Cliff Fluet, associé du cabinet juridique Lewis Silkin, est moins séduit par la romance du cinéma indépendant. « De nombreux groupes indépendants proposent des offres 50/50 – ce qui semble terriblement juste à première vue », dit-il. « Mais 50 % de quoi ? De nombreux indépendants ont été embourbés dans diverses controverses concernant la propriété, l’exploitation et les redevances numériques. Il ne le nomme pas, mais la récente bataille juridique entre Domino Records et Four Tet – dans laquelle Kieran Hebden a réglé un différend sur les taux de redevances historiques avec le label – en est un exemple.
Fluet est catégorique : les majors restent essentielles pour contrer les actes à l’échelle mondiale. « Tout le monde me dit que les étiquettes sont terminées », dit-il. «C’est absurde sur roues. Je n’ai pas vu un seul artiste mondial le faire sans l’implication d’un label majeur.
Pour les groupes brûlés par des expériences antérieures sur des labels, qui ont renoncé à la propriété de leurs masters, l’énorme succès des réenregistrements de Taylor Swift suggère une solution de contournement – mais à laquelle les labels sont de plus en plus conscients. Simplement rouge, Def Leppard et Squeeze l’ont tous tenté, mais avec seulement une fraction du succès obtenu par Swift. Et Billboard a rapporté en octobre 2023 que les majors inséraient de nouvelles clauses dans les contrats interdisant aux artistes de réenregistrer des morceaux pour jusqu’à 30 ans.

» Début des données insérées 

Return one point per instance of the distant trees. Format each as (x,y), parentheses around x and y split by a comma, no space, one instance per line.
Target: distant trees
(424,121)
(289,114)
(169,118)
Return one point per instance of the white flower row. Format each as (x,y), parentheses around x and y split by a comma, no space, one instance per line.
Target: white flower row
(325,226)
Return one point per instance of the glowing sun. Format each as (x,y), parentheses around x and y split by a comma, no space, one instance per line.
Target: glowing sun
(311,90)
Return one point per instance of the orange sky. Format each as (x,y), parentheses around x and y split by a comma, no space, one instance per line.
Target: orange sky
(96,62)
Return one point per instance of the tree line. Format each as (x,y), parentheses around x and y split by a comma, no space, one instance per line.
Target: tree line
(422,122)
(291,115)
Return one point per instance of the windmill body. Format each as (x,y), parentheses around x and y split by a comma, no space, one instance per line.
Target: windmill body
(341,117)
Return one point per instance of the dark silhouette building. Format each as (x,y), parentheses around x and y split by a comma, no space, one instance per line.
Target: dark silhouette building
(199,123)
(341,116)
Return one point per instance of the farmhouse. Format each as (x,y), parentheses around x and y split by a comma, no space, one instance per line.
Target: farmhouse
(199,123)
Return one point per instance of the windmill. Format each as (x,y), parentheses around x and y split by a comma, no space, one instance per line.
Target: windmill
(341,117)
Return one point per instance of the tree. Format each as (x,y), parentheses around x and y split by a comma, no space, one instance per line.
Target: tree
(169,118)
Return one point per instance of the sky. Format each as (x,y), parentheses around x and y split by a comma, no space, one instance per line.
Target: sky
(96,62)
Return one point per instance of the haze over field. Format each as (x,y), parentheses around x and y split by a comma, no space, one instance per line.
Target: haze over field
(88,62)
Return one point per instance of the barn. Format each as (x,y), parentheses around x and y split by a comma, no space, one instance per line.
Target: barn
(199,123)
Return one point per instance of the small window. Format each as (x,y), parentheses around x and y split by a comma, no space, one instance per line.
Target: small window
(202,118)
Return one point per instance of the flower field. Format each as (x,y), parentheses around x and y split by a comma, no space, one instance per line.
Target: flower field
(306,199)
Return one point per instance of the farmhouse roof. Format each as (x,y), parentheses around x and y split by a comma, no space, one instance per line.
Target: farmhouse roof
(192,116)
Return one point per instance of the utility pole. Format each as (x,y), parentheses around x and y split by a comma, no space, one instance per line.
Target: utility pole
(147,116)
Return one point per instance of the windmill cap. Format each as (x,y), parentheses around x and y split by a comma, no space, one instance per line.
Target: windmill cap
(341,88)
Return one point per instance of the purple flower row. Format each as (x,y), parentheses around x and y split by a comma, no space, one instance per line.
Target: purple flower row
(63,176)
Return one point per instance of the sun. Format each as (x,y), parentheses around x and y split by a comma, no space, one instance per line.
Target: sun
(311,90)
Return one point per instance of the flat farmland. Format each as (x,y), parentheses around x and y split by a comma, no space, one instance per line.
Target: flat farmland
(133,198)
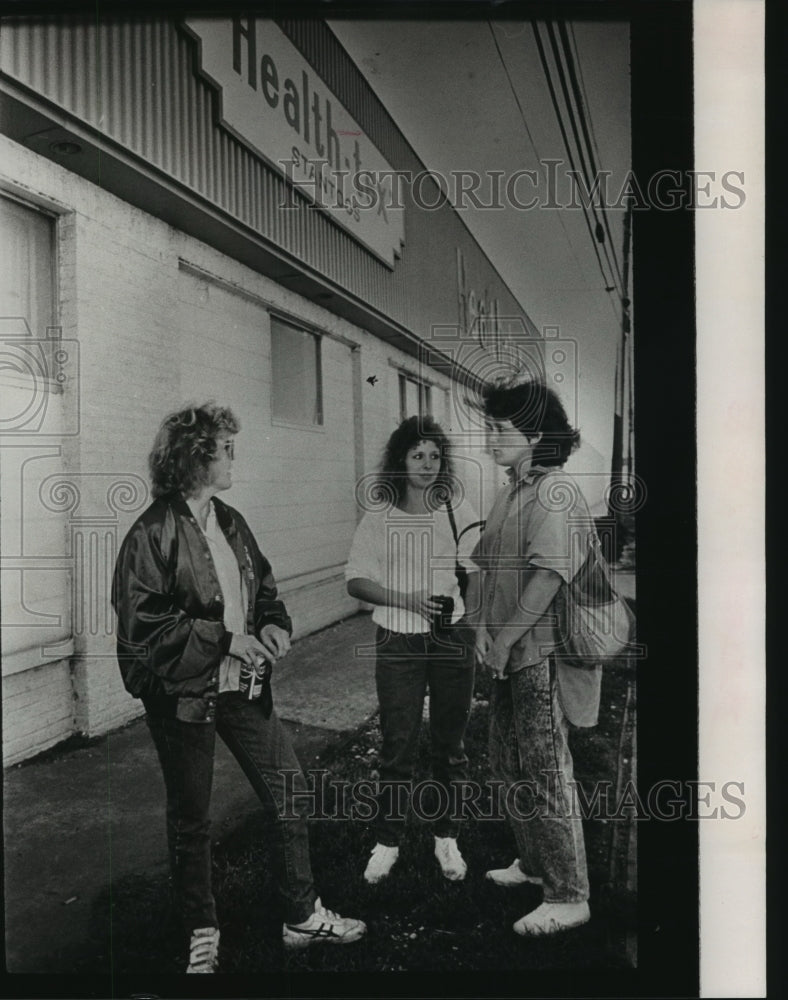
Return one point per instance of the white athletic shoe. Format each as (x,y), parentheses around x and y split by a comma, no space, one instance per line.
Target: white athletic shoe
(204,950)
(451,861)
(549,918)
(512,876)
(381,861)
(322,927)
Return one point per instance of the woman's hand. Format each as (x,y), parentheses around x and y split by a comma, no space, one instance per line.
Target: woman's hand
(247,648)
(482,646)
(276,641)
(419,603)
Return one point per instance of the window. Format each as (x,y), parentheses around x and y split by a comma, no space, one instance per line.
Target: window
(27,275)
(297,389)
(415,397)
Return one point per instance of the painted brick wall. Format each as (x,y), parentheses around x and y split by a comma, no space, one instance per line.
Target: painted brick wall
(38,710)
(162,319)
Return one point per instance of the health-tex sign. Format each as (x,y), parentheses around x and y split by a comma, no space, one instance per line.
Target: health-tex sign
(273,101)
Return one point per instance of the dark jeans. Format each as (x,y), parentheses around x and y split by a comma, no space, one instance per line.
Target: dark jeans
(263,749)
(528,743)
(406,666)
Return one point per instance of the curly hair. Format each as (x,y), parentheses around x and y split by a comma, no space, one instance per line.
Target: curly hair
(534,408)
(185,446)
(392,477)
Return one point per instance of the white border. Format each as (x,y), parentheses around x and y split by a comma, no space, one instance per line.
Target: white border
(729,135)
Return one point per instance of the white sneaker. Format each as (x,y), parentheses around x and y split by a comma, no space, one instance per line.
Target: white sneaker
(549,918)
(451,861)
(323,927)
(382,860)
(204,950)
(512,876)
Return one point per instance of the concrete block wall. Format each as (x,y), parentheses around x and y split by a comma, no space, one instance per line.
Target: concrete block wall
(162,319)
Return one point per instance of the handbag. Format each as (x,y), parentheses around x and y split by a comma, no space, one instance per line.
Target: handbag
(460,571)
(595,623)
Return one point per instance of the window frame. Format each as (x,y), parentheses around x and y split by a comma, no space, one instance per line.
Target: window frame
(299,326)
(424,389)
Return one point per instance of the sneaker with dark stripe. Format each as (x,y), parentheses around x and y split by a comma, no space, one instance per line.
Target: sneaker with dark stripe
(323,927)
(204,950)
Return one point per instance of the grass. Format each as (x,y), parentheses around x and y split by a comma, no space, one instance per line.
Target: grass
(417,921)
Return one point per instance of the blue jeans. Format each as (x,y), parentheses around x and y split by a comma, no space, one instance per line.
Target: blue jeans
(263,749)
(406,666)
(528,743)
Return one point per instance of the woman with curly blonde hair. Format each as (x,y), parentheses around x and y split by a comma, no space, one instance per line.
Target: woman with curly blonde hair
(200,626)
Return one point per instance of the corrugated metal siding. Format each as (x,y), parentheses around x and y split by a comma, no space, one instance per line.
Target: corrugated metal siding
(135,82)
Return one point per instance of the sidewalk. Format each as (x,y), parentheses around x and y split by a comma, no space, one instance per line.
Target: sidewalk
(78,821)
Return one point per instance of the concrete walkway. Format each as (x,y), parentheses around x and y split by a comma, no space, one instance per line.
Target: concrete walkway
(78,821)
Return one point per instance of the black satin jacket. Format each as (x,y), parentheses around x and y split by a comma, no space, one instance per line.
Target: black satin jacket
(171,636)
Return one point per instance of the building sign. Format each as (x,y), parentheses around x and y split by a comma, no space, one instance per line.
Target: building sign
(273,101)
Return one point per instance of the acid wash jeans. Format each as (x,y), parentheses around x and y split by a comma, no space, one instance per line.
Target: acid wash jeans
(529,748)
(407,666)
(263,749)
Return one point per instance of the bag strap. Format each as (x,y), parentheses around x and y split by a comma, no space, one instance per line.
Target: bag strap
(453,523)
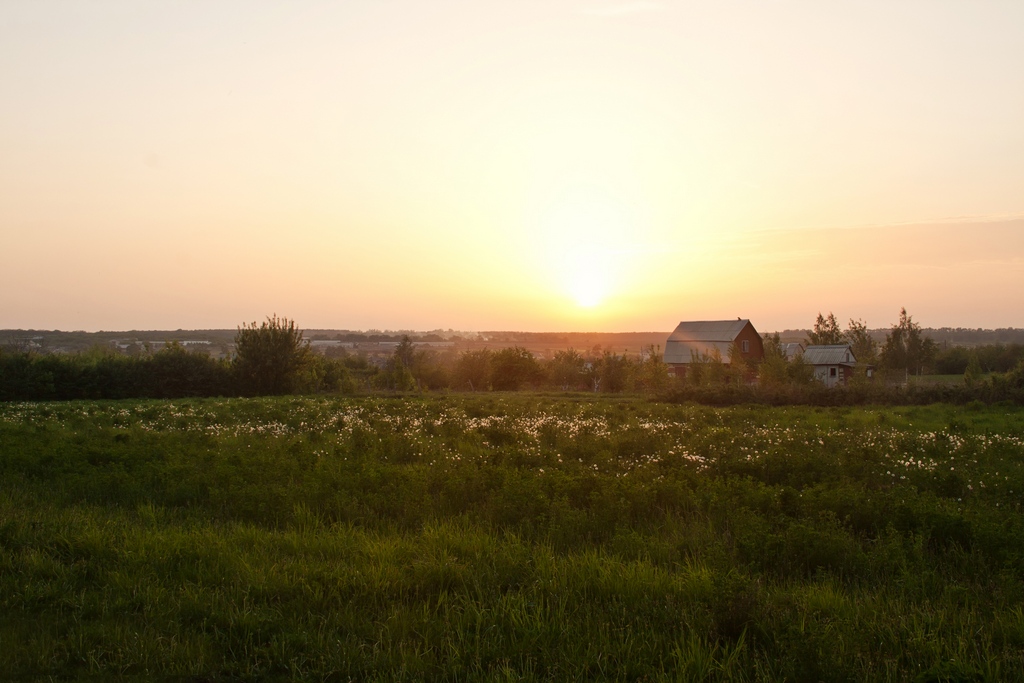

Jacobson confirme que ces clauses s’allongent. « Les réenregistrements créent une concurrence pour les actifs que possède le label et donc pour les revenus que le label peut percevoir », dit-elle. “Ils ne veulent pas que leur produit soit remplacé par autre chose.”
Fluet met en garde contre le fait de considérer la stratégie de Swift comme universelle. « Il n’y a rien de nouveau dans le réenregistrement des clauses », dit-il. “Je n’ai pas touché à un accord avec une major (label) qui n’avait pas quelque chose qui durait entre cinq et 25 ans.” Avoir des réenregistrements en tête des charts, dit-il, est « un problème très spécifique à Taylor. Je ne pense pas que cela perturbe de nombreuses entreprises britanniques.
L’éditeur de musique principal affirme que les réenregistrements sont courants dans les accords de synchronisation dans lesquels les artistes souhaitent une réduction plus importante des frais, mais prévient que les versions retravaillées pourraient s’avérer être de pâles imitations des originaux. « Je suis toujours nerveux à l’idée de ce moment spécial au cours duquel ces maîtres ont été créés », disent-ils. « Ce sont les imperfections (qui les font). Le chanteur avait un peu mal à la gorge ce soir-là ou le studio ne fonctionnait pas correctement.
La topographie de l’industrie a considérablement changé au cours de la dernière décennie et les nouveaux artistes sont de plus en plus exigeants dans leurs revendications. Tous les nouveaux groupes ne se retrouvent pas dans le genre de guerre d’enchères qui leur donne beaucoup de poids dans les négociations, mais leur arme secrète pourrait résider dans le fait de tirer parti de l’alphabétisation partielle que les jeunes fans de pop d’aujourd’hui ont développée sur les problèmes de l’industrie, leur permettant ainsi de mieux leurs positions en désignant et en humiliant ce qu’ils perçoivent comme des mesures flagrantes prises par les sociétés de musique. L’ère de la conformité est en train d’être détruite dans cette bataille qui s’intensifie pour le contrôle.